Es cierto que en invierno hay menos luz. Nada se puede comparar a esos días de julio y agosto en los que el cielo está blanco quemado, y la tierra refleja el sol en su máximo esplendor. En verano hay que cerrar un poco los ojos (o ponerse gafas) para no terminar cegados por tanto brillo. Es una luminosidad absoluta, exagerada, carente de detalles.
Pero en estos meses, en los que la noche se alarga más que nunca, la luz es tenue y delicada. Contagia el paisaje de una belleza más humana que el sol de estío. Además, el aire limpio y cristalino del invierno permite que el más leve rayo de luz ilumine los objetos como si les diera vida.
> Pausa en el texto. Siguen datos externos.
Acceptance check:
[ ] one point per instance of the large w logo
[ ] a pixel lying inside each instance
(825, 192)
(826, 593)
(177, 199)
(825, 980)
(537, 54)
Destacando su presencia sobre un fondo de sombras.
En esta estación lo normal es que las nubes aporten sus juegos de claroscuros. Los charcos y arroyos multipliquen como espejos el reflejo del cielo. Y la escarcha y la niebla difuminen a veces las cosas, como si fueran cuadros surgidos de la mano de Leonardo.
Puede que, como dicen los poetas, apreciemos más las cosas cuando las perdemos. Pero lo cierto es que, en esta estación sombría, la luz es realmente la verdadera protagonista en el campo. Disfrutemos de ella.